- Born: 1920 Dartmouth, Nova Scotia, Canada
- Died: 9 December 2001 (aged 80–81) Toronto, Ontario, Canada
- Allegiance: Canada
- Branch: RCAF
- Unit: 404 Squadron
- Known for: First Black Canadian combat pilot
- Conflicts: World War II
- Education: Dalhousie University
- Spouse: Marie Della Kane ​(m. 1942)​
- Other work: Manufacturing supervisor

= Allan Bundy =

Canadian combat pilot (1920–2001)

Allan Selwyn Bundy (1920 - 9 December 2001) was the first Black Canadian combat pilot.
Born in Dartmouth, Nova Scotia, Bundy was a talented athlete who excelled in track and field. He attended Dalhousie University to study chemistry as a scholarship student. When the Second World War began he applied to join the Royal Canadian Air Force (RCAF) but was rejected due to his race. In 1942 he received a notice of conscription from the Canadian Army, which he did not accept; he informed the Royal Canadian Mounted Police, when they arrived to follow up on the notice, that he wanted to serve in the RCAF. He was accepted and trained as a Flying Officer, an occasion which received media attention from as far away as Pittsburgh.
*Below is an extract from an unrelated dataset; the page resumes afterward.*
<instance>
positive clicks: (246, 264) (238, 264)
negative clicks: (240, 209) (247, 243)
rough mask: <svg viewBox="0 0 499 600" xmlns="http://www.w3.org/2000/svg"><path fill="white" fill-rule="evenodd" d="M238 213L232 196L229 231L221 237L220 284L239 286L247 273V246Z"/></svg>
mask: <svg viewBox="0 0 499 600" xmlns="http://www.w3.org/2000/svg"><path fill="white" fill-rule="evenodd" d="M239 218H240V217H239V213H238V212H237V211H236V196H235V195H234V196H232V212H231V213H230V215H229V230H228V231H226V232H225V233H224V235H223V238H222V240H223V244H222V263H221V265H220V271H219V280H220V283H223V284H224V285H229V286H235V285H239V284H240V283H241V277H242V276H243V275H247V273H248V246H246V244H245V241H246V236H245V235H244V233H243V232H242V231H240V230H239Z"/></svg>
Bundy was posted to Britain with the 404 Squadron in 1943. Partnered with Sergeant Elwood Cecil Wright, he flew Bristol Beaufighters and the de Havilland Mosquito in coastal defence. The pair conducted at least 42 missions beginning in October 1944, when they sank two ships off Norway.

After the war, Bundy worked in Toronto as a manufacturing supervisor.